FACULTY OF LAW
The Prison Study Centre
In December 2012, at the initiative of the Ministry of Corrections and Legal Assistance of Georgia, the LEPL Penitentiary and Probation Training Centre (PPTC) and the Faculty of Law of Tbilisi State University, a non-profit legal entity called the Prison Study Centre was established. It unites scientists and practitioners working in the fields of penitentiaries and probation.
The Head of The Prison Study Centre and Legal Department of the Ministry of Corrections and Legal Assistance, Giorgi Goradze, said, “A prison is a closed system and society often has no information about prisons. People usually think that a convict should be strictly punished, and most people in society don’t wish to contribute to the re-socialization of a convict. With the help of scientific research it will be possible to study the prison problems and prepare recommendations for the Ministry of Corrections and Legal Assistance. This should contribute to improving the situation of convicts and their rights.”
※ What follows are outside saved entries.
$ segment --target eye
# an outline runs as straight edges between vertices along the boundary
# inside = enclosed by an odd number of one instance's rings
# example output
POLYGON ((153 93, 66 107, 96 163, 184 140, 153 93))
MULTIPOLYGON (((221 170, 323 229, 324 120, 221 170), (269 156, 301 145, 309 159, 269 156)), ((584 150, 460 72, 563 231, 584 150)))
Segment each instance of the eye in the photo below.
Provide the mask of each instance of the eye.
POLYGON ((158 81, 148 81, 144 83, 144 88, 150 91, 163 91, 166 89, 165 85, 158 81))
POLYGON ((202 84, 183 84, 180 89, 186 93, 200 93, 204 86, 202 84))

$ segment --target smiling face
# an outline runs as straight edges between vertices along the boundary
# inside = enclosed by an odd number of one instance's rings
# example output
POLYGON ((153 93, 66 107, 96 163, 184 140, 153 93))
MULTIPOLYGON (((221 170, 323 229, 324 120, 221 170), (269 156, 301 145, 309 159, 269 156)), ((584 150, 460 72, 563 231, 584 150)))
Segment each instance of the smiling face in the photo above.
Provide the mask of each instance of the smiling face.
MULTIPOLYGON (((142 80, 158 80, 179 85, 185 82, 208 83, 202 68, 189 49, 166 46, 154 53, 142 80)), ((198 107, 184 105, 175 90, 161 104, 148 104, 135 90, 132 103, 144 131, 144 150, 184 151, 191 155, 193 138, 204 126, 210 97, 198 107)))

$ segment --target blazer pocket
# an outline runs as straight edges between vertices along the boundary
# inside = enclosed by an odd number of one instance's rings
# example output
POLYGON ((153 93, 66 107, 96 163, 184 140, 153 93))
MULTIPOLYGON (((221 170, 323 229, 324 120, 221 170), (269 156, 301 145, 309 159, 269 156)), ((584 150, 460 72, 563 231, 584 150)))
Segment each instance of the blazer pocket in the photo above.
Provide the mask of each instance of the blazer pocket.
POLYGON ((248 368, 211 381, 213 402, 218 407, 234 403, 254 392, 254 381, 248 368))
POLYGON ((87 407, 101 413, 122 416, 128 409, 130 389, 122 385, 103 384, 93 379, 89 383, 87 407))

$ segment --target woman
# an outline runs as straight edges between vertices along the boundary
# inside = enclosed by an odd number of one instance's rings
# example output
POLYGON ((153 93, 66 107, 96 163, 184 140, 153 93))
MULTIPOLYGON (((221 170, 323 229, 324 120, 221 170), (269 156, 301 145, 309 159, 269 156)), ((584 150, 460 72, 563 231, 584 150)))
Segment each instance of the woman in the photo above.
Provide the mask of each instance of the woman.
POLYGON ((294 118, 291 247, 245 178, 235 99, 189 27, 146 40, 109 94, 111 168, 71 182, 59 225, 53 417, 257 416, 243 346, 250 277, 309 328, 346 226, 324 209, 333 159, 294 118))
The aims of the Prison Study Centre are to assess the conditions of confinement centers; assess the non-prison penitentiary system; assess prisoners’ personality by testing; support prisoners’ and their families’ rights, prepare recommendations based on research and statistics to the Ministry of Corrections and Legal Assistance that will enable them to reach management quality in line with international standards.
To ensure that a person released from the penitentiary system will feel like a citizen with all rights, representatives of the Prison Study Centre believe that it is essential to carry out in-depth research in order to provide substantiated recommendations to relevant agencies. Studying international standards for penitentiary systems and the experiences of foreign countries will enable their implementation in Georgia. Practical lectures and seminars in penitentiary and penal institutions will improve the understanding of the important role they play while supporting best practices in Georgia will also raise the level of professionalism. The Center will also organize scientific conferences and lecture-seminars, engaging students in their activities and organize joint research projects with foreign state agencies.
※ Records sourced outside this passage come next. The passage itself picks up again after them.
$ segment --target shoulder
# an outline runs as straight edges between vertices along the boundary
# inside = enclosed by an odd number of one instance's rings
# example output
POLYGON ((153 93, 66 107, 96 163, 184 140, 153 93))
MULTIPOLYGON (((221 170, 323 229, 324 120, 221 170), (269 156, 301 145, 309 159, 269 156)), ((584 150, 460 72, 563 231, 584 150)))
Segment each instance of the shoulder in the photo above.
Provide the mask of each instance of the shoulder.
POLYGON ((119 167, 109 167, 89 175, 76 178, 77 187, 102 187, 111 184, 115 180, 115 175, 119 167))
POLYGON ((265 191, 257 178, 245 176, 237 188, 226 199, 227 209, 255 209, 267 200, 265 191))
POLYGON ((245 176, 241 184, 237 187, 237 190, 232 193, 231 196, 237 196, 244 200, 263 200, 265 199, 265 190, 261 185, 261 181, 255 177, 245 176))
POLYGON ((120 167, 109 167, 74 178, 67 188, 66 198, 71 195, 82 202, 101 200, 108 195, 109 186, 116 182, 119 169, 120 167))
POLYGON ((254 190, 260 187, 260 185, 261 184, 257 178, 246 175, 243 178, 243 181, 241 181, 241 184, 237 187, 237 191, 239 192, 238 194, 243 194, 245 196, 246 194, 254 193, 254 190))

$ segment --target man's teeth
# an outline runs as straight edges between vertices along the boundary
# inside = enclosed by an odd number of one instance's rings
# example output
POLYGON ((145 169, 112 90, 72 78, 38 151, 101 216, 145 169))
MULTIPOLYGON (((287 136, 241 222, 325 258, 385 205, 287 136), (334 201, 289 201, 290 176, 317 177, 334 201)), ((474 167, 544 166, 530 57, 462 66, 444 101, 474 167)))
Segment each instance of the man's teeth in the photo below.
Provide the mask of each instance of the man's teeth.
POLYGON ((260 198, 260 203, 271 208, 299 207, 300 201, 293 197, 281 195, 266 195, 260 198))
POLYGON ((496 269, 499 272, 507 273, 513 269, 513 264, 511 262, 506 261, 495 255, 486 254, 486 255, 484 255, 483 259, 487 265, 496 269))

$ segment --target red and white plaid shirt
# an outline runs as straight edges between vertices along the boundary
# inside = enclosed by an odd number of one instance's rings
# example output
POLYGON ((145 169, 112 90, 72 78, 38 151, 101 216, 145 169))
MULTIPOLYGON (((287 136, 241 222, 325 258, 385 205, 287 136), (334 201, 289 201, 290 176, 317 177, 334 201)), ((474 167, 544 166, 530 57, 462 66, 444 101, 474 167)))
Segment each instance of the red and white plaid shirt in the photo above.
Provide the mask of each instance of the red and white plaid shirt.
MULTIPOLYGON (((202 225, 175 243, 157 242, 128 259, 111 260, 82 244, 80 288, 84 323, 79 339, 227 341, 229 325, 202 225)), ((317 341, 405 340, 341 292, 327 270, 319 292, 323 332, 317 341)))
Currently the center is implementing two projects. With the support of Penal Reform International, the first project will provide criminological analysis of criteria for early conditional release. The Center will disseminate the results to concerned agencies directly engaged in considering early conditional releases. A second project, ‘Inquiries into Prisoners’ Suicides’ is being implemented at the initiative of the Office of the United Nations High Commissioner for Human Rights (UNHCR). The research will determine risk factors that influence or induce prisoners towards committing a suicide.
Moris Shalikashvili, Associate Professor at the Faculty of Law of TSU pointed out that it is well known in criminology that prisoners are one of the most at-risk groups for suicide. This stems from the psychological problems caused by confinement. Some of the prisoners find it very hard to deal with imprisonment, which leads to suicide. Another reason for suicide can be the constant physical and psychological pressure from other convicts or from correctional personnel. In such cases, a prisoner considers a suicide as the only way to solve the problem.
Parallel to local projects, the Prison Study Centre cooperates with the Department of Criminal Law and Criminology of the Faculty of Law of the Maastricht University in a global project to establish an international research network and implement international research projects. The TSU Faculty of Law plans to establish a clinic at the Prison Study Centre, which will function as one of the practical components of an MA program. Each year, MA students of the clinic will be able to carry out an internship within Georgian penal institutions. The clinic will raise student interest in the field of penal institutions, which will not only provide potential future employment possibilities, but also provide qualified staff for the Ministry of Corrections and Legal Assistance.
Professor Shalikashvili explained that the Prison Study Centre will probably not have a direct impact on the transformation of the penitentiary system but it will contribute to the establishment of a European style system in Georgia. This will be a step forward for improving living conditions in prisons and reducing violence from correctional personnel.